Muslim for instance, After 911 the amount of racism that raised it's head just astounded me. Had not one person ever heard of an extremist? Or had they conveniently forgotten the Crusades?   The witch burnings? Did history teach us nothing?                      

It also distresses me when I see younger women who unintentionally dismiss the rights that they have as a "given". I almost think it should be a class in high school about HOW they got those rights and it wasn't so long ago. And that they need to carry on that forward movement and not dismiss it like it's some easily forgotten toy. Perhaps this is our fault for not sharing with them the importance of this. 

 We have not yet gotten the message through to these younger people, women especially, that magazines like Chatelaine only endorse qualities and perspectives that view us as objects and that the only body that is "socially acceptable" is a thin body. When I see titles on this magazine that say "How to please your man" I always think to myself "Screw that..how bout ways to please ME!".  While the times are changing slowly and more plump women are being used as models, society still demands that "skinny" is "the look". And look what it does to us women.

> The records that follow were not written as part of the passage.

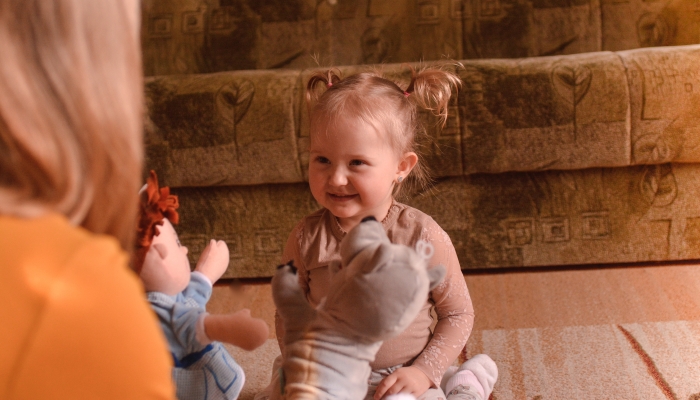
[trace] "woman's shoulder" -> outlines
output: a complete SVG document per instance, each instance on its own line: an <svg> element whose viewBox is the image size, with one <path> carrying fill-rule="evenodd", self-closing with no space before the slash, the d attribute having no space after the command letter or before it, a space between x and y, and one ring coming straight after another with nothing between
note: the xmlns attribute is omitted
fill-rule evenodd
<svg viewBox="0 0 700 400"><path fill-rule="evenodd" d="M15 260L41 259L44 274L62 275L64 269L78 264L104 265L104 261L111 259L127 261L115 238L73 226L62 215L31 219L2 216L0 227L3 253Z"/></svg>
<svg viewBox="0 0 700 400"><path fill-rule="evenodd" d="M0 217L0 232L0 253L7 256L4 262L9 261L10 267L0 289L16 299L31 299L22 303L22 315L0 309L3 321L17 327L15 336L4 338L5 342L16 339L31 341L33 348L59 348L57 359L71 360L62 361L60 368L76 379L96 371L106 374L106 367L126 370L136 363L135 376L129 376L133 382L139 374L148 375L153 385L170 390L162 333L116 239L72 226L57 215ZM38 315L44 321L40 326L27 324ZM118 318L123 315L129 316L128 323ZM69 354L77 348L84 351ZM24 360L27 371L52 370L41 355L16 356Z"/></svg>
<svg viewBox="0 0 700 400"><path fill-rule="evenodd" d="M84 272L91 270L91 273L109 276L110 279L118 276L136 278L129 270L129 256L114 237L95 234L80 227L70 228L72 231L66 234L74 242L71 248L66 249L65 268ZM114 282L120 281L116 279Z"/></svg>
<svg viewBox="0 0 700 400"><path fill-rule="evenodd" d="M139 277L129 268L128 254L116 239L79 229L82 241L66 259L66 267L57 285L70 286L68 298L54 298L46 311L57 324L89 329L67 328L83 348L100 354L83 360L98 365L108 360L120 375L141 386L171 390L168 349L154 313L146 301ZM128 315L128 323L115 316ZM70 323L68 323L70 321ZM56 327L56 330L63 328ZM138 364L134 371L131 363Z"/></svg>
<svg viewBox="0 0 700 400"><path fill-rule="evenodd" d="M73 226L56 214L34 219L2 217L0 227L0 252L7 255L5 262L15 268L18 277L42 277L31 288L25 284L24 289L20 285L15 290L49 294L70 287L75 296L82 296L83 303L90 298L100 307L140 307L144 298L142 285L129 269L129 257L115 238ZM27 268L32 270L18 271ZM21 283L19 280L18 285ZM109 296L121 298L120 303L100 300ZM71 298L45 296L43 300L54 305L46 303L44 307L60 310L61 303L70 302Z"/></svg>

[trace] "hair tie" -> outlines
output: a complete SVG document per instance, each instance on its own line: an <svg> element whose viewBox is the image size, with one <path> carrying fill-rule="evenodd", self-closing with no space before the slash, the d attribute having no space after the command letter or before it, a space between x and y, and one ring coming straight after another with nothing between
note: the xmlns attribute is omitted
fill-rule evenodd
<svg viewBox="0 0 700 400"><path fill-rule="evenodd" d="M330 82L330 81L329 81L328 84L326 85L326 87L327 87L328 89L330 89L331 86L333 86L333 82Z"/></svg>
<svg viewBox="0 0 700 400"><path fill-rule="evenodd" d="M408 97L410 95L410 93L408 93L407 91L404 90L403 95Z"/></svg>

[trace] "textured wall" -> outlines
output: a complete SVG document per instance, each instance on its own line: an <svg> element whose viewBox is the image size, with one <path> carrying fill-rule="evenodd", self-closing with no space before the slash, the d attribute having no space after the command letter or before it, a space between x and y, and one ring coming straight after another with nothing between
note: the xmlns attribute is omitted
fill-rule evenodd
<svg viewBox="0 0 700 400"><path fill-rule="evenodd" d="M696 0L144 0L146 75L700 43Z"/></svg>
<svg viewBox="0 0 700 400"><path fill-rule="evenodd" d="M463 63L451 118L431 125L437 183L407 201L448 231L463 268L700 257L700 46ZM269 276L318 207L305 184L312 72L146 81L148 167L181 196L195 256L210 237L229 243L228 277Z"/></svg>

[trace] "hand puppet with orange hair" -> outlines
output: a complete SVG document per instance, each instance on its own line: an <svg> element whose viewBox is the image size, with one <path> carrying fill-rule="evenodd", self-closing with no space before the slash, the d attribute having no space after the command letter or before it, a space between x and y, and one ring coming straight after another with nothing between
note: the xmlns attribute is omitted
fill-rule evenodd
<svg viewBox="0 0 700 400"><path fill-rule="evenodd" d="M268 327L247 309L206 312L212 285L228 267L228 247L212 239L190 272L187 247L173 228L178 207L177 196L159 188L151 171L140 193L133 267L168 339L178 399L235 399L245 376L220 342L253 350L266 341Z"/></svg>

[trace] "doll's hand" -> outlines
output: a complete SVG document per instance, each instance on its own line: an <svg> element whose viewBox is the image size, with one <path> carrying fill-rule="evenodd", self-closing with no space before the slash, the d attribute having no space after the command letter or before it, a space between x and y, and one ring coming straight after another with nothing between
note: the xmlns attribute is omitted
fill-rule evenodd
<svg viewBox="0 0 700 400"><path fill-rule="evenodd" d="M410 393L418 397L431 386L428 376L416 367L403 367L382 379L374 392L374 400L396 393Z"/></svg>
<svg viewBox="0 0 700 400"><path fill-rule="evenodd" d="M248 351L262 346L270 333L265 321L251 317L247 308L231 314L207 315L204 330L211 340L230 343Z"/></svg>
<svg viewBox="0 0 700 400"><path fill-rule="evenodd" d="M199 256L195 271L203 273L211 283L221 278L229 263L228 246L223 240L212 239Z"/></svg>

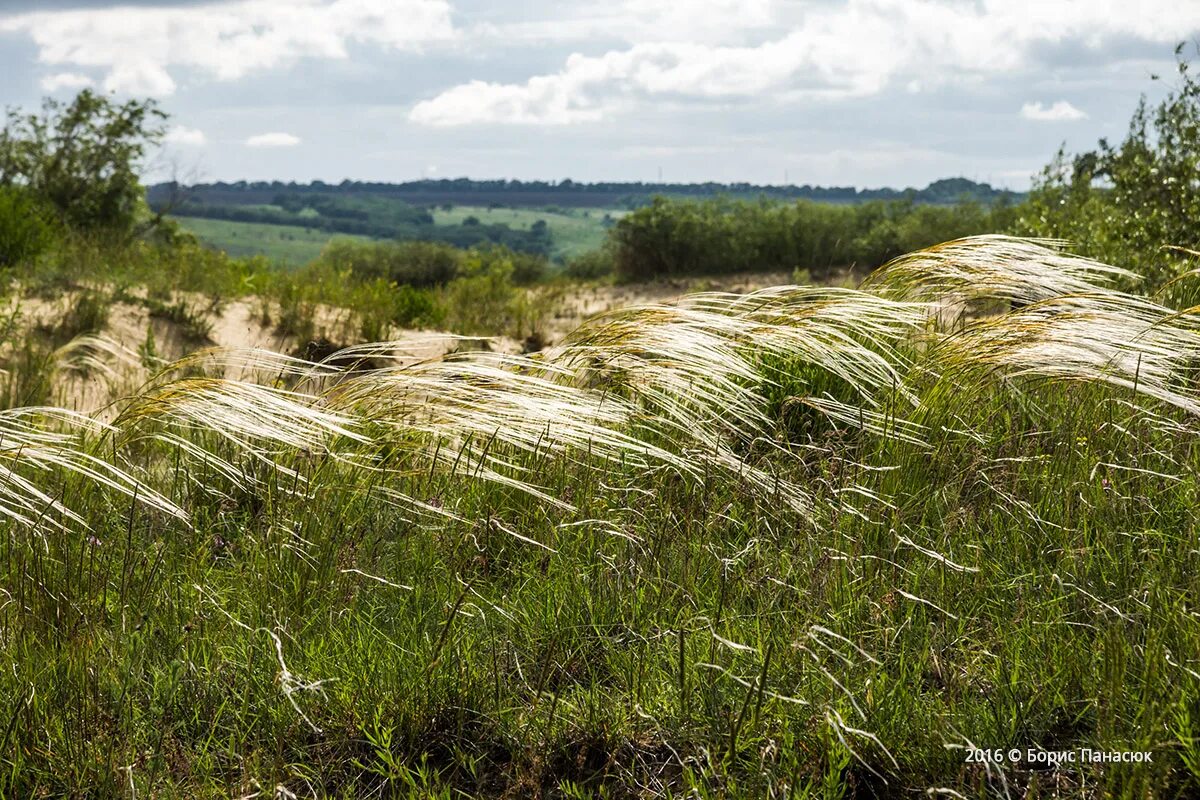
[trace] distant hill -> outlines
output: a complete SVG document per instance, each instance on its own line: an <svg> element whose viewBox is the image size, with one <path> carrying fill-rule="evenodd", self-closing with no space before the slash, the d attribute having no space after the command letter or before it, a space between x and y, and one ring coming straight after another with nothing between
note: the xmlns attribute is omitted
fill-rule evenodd
<svg viewBox="0 0 1200 800"><path fill-rule="evenodd" d="M275 205L281 196L379 197L400 200L413 206L507 206L529 208L636 208L655 195L669 197L738 198L764 197L776 200L816 200L827 203L862 203L868 200L911 199L914 203L950 205L963 199L992 204L1016 202L1024 195L996 189L967 178L944 178L924 189L856 189L853 186L760 186L752 183L579 183L563 181L471 180L455 178L406 183L342 181L331 184L260 181L208 183L181 186L162 183L151 186L150 204L155 208ZM186 214L186 211L178 213ZM200 216L200 214L197 214Z"/></svg>

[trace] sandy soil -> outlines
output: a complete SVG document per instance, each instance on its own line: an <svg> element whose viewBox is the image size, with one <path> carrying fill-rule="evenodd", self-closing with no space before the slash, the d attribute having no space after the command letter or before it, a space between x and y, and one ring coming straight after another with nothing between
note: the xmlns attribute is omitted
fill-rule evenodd
<svg viewBox="0 0 1200 800"><path fill-rule="evenodd" d="M573 287L556 297L557 310L545 322L545 344L558 342L589 317L631 305L670 302L681 295L697 291L746 292L765 286L789 283L786 273L757 273L708 279L661 281L622 286L584 285ZM558 291L551 289L550 291ZM137 302L116 302L109 309L108 321L102 336L125 351L115 364L114 374L98 375L64 370L57 376L56 402L81 411L93 411L107 404L123 391L129 391L144 381L149 371L142 356L153 336L154 352L167 361L178 359L205 347L235 350L262 349L278 353L301 354L305 343L294 337L280 335L269 322L264 322L263 307L258 298L244 297L210 309L200 296L179 296L194 308L204 309L204 318L211 324L209 340L189 340L176 323L152 317L149 310ZM62 319L73 296L54 300L27 297L19 301L18 328L32 331L52 328ZM18 304L8 308L11 313ZM346 309L319 307L316 309L317 336L338 344L355 344L349 336L349 313ZM10 337L19 341L20 335ZM507 337L484 340L464 340L446 331L395 330L392 332L392 355L403 360L421 361L440 358L456 349L489 349L496 352L519 353L522 343ZM5 345L11 348L11 345ZM0 353L3 355L3 353ZM231 376L232 377L232 376ZM245 376L241 376L245 377Z"/></svg>

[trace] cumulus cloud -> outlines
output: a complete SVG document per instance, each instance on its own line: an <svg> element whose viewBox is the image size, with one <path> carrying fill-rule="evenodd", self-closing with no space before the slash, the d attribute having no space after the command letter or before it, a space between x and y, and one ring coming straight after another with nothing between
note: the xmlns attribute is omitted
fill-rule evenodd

All kinds of self esteem issues come up as a result of this including but not limited to anorexia, bulemia.  This **** is brainwashed into the heads of young people (and even my old age) from a very early time.

Yes I am a feminist and proud. But the definition of that is equality. It does NOT mean better than.

Sorry for the hijack but you brought up something very special to me.

Thank you for your tolerance

   
Growing old is mandatory. Growing up is optional.